Liebe Uhren-Freunde,
als alte Küchenpsychologen wissen wir, dass uns Erlebnisse aus der Jugend fürs Leben prägen - selbst bei so banalen Dingen wie Uhren . In meinen jüngeren Jahren gab es zwei solche prägende Uhrenereignisse (wenn ich den Vollgold-Brilli-Blatt-Rolex tragenden Onkel mit dubiosen Einnahmequellen einmal ausblende ) und beide fanden sich in den Schubladen des väterlichen Sekretärs: Zum einen die urgroßväterliche IWC-Taschenuhr, klassisches Stück und seit den 20er Jahren in Familienbesitz, und die traurigen Reste einer Omega Seamaster De Ville, die mein Vater zum Studienabschluss bekommen hatte und die Anfang der 80er Jahre nach knapp 15jährigem servicelosen Missbrauch festgefressen ihren Geist aufgab.

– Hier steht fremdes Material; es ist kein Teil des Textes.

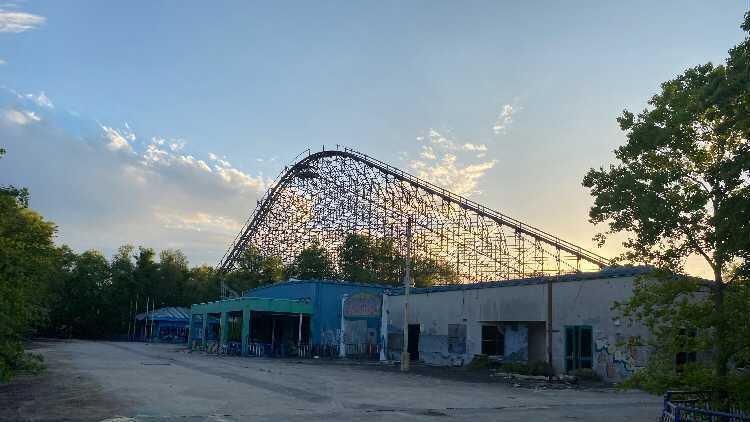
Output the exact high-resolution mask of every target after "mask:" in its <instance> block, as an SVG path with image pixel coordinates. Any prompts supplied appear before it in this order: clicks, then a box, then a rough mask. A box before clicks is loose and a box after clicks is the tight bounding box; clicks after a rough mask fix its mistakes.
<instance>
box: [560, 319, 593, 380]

Beide Uhren waren nüchtern betrachtet eher "einfache" Modelle und auch zu ihrer Zeit nichts wirklich besonderes (zumindest im Segment der "guten" Uhr). Aber die emotionale Bindung aus Kindertagen überstrahlt das locker.
Als Jahre später mein Interesse an Uhren sich richtig Bahnen brach (und auch mehr als das frühere Taschengeld zur Verfügung stand), war folglich eine meine ersten Taten, beide Uhren zur Revision zu geben. Die TU wurde beim Konzi vor Ort gemacht und war der Startpunkt für eine andauernde Zuneigung zu Uhren aus Schaffhausen. Die Seamaster De Ville ging nach Biel, horrend teuer im Vergleich zum Wert der Uhr, aber wat mut dat mut...
Der Seamaster De Ville folgten diverse andere Omegas (SMP, Speedy, PO etc.), aber sie blieb meine einzige "echte" Omega, auch wenn es nur ein ganz einfaches Kal. 601 Handaufzugwerk war. Nachdem zwischenzeitlich der Omega Bestand deutlich eingebrochen war (neben der De Ville hielt sich nur die Speedy), erwachte mit der Lancierung der neuen Inhouse-Kaliber-Generation mein Interesse neu.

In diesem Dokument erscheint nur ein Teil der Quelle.